The facades are also covered with solar modules that generate surplus energy to sustain the buildings. These serve a dual purpose by also providing shade to keep the apartments cool during hot summers.
Frey Architects has been among the pioneers of sustainable architecture since its foundation in 1959. Wolfgang Frey has developed a “five-finger principle” which stipulates that to be truly sustainable, buildings must be ecological, affordable, innovative, integrative and profitable.
Frey puts particular emphasis on the principle of integration, defined as “living places in which social integration can occur,” in the Heidelberg Village. The population will be a carefully curated mix of demographics to ensure a diverse and dynamic community.
“We try to re-establish the idea of a rural village in a modern city,” he says. “When people lived in small villages everyone knew the other people. The children knew the elderly, the disabled people, the single mothers. Today they are surrounded only with similar people.”
Frey has tested his ideas of multi-generational living in previous developments such as the Pro Scholare building in Freiburg. The project incentivized integration, offering reduced for rent for youths if they spent time caring for disabled people or the children of single mothers.
The architect believes this approach encourages residents to feel invested in the community, which he feels is critical to its long term health.
He also allows residents to make decisions on key features of the complex, from the style of balconies to the color of walls, to foster a sense of ownership and responsibility.
“If people say ‘it’s mine’ they will take care of their environment, their neighborhood, their society and the people living next door,” says Frey.
Breaking the mold
Frey is frustrated by the conventions of sustainable architecture that produce “boring boxes” and of drab housing for vulnerable people.
“We avoid making our buildings look like apartments for the needy – they look like stylish, modern, sexy spaces,” he says. “We try to cultivate this sense of modern luxury so people want to be there, and act the right way.”
The principle of affordability is also a high priority, but this is achieved through efficient design rather than reduced space or sparse aesthetics. Frey notes that ecology and economy derive from the same Greek word “oikos,” which referred to the responsible use of resources.
Frey also decries a lack of functionality in sustainable architecture, from glass towers in the 50-degree heat of Dubai, to passive houses with sealed windows. His firm practices the principle of hyper-localization to ensure that buildings are tailored to suit their specific environment.
Tower of power
Germany is a leading light of the clean energy revolution, having pledged to shut down its nuclear power plants by 2022 and reach 100% renewable use by 2050.
Frey Architects is set to play an increasing role in driving the transition. The firm’s Smart Green Tower design is under construction in Freiburg, a 51-meter residential block covered in photovoltaic panels that will capture and store surplus energy in a lithium-ion battery.
The surplus power will be used to serve a whole district, and allow local power plants to reduce their output. Frey plans to initially build towers in five cities, and then many more around the world.

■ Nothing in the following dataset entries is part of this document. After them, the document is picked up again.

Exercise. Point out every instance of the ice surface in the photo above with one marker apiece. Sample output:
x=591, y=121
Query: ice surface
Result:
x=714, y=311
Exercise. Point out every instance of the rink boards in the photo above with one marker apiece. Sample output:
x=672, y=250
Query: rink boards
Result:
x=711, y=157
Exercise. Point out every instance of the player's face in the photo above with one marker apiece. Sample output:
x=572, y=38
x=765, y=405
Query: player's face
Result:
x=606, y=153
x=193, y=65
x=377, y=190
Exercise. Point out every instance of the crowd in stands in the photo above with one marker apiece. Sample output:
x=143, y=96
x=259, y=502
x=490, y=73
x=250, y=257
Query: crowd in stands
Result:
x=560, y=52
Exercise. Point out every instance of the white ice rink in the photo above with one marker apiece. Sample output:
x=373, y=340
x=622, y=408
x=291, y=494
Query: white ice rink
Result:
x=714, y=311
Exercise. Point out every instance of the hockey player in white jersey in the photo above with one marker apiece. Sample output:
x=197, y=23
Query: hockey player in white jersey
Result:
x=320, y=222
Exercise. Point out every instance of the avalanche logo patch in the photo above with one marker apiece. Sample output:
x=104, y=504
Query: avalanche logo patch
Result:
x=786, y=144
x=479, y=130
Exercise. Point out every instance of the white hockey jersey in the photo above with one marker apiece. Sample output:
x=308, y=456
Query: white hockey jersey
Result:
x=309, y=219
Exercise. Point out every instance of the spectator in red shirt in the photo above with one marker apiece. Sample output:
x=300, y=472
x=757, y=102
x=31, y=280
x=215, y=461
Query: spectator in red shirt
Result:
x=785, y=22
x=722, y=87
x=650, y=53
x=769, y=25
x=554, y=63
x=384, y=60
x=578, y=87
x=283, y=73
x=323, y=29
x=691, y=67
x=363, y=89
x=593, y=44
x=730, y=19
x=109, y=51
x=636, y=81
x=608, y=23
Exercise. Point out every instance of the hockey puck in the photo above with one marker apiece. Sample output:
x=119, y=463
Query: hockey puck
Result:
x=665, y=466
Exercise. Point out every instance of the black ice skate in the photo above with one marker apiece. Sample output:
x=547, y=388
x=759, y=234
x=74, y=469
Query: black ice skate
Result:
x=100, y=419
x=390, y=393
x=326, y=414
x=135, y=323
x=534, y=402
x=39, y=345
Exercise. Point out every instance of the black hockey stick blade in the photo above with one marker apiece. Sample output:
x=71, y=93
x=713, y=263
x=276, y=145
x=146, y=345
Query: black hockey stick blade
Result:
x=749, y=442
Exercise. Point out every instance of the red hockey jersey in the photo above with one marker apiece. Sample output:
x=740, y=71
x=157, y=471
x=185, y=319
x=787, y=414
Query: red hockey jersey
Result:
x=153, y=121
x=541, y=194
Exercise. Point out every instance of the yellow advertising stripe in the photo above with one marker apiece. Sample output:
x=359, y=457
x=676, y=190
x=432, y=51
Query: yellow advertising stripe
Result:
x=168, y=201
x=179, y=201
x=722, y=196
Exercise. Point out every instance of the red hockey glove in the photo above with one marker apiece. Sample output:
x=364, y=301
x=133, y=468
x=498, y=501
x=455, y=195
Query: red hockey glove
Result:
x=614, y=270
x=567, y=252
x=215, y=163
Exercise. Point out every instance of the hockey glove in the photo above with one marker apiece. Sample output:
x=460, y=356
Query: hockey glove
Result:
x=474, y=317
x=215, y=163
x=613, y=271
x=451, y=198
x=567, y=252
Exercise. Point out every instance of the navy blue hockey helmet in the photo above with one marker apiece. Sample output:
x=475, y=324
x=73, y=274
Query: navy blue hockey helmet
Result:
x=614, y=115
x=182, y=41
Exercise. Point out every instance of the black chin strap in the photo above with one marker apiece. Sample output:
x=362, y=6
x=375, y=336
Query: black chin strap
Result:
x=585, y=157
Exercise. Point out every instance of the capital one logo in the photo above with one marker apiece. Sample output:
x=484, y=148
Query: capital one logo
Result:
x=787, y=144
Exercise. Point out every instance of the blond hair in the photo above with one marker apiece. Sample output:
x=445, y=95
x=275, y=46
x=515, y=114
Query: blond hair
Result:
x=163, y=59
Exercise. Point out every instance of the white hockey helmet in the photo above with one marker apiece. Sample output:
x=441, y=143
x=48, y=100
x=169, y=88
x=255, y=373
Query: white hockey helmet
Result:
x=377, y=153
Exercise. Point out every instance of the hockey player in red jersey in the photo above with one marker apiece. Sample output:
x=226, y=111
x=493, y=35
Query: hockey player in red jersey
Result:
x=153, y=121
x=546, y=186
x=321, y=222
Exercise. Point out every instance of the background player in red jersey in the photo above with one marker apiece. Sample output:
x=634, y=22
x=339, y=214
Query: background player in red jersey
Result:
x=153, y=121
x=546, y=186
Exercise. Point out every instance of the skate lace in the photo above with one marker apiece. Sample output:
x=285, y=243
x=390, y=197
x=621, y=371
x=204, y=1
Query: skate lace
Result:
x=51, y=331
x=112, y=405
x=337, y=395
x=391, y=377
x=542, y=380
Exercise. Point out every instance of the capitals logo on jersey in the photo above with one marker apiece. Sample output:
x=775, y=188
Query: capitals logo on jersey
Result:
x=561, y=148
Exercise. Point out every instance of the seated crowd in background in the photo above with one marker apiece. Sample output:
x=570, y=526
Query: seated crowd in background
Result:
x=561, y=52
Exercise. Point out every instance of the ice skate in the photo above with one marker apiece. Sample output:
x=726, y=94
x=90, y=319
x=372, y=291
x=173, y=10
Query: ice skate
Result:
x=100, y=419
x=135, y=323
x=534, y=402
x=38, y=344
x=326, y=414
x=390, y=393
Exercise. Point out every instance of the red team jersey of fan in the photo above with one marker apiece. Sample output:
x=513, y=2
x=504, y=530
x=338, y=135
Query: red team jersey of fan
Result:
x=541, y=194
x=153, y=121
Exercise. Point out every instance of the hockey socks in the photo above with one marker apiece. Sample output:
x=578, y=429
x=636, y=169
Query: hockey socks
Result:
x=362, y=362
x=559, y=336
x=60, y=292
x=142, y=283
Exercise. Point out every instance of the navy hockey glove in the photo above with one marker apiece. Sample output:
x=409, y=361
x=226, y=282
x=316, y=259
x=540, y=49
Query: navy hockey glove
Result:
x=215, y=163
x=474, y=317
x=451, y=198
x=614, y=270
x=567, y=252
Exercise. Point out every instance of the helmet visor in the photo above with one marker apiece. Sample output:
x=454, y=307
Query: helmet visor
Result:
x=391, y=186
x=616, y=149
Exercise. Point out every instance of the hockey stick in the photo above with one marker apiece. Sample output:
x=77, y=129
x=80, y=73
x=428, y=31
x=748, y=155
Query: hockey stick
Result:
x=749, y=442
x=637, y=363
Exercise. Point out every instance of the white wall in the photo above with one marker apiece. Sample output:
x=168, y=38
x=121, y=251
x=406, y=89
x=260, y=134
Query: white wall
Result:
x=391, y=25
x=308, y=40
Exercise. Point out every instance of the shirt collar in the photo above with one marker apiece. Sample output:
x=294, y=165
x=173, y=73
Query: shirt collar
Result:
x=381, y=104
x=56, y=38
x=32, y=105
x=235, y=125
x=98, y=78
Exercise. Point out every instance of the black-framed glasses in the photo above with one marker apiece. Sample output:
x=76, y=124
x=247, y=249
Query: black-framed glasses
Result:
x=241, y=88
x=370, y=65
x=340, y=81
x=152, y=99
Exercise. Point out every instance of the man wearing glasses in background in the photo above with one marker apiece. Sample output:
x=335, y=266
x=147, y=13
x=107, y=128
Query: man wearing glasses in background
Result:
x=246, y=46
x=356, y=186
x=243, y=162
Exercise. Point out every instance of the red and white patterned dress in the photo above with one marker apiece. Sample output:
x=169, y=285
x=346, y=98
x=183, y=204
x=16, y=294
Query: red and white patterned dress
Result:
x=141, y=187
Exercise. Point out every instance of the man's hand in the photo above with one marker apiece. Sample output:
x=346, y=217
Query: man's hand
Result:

As with all Frey designs, the tower will include elements of social integration. Excess heat from the battery will be used to power a fish farm and vegetable patch, which will be tended by disabled residents of the tower, and provide another revenue stream.
This is a vision of multi-faceted sustainability in action, with economic and social benefits making environmental progress possible.
“I want to show that acting in a sustainable way brings higher profits and gives us a chance to create a better society,” he says.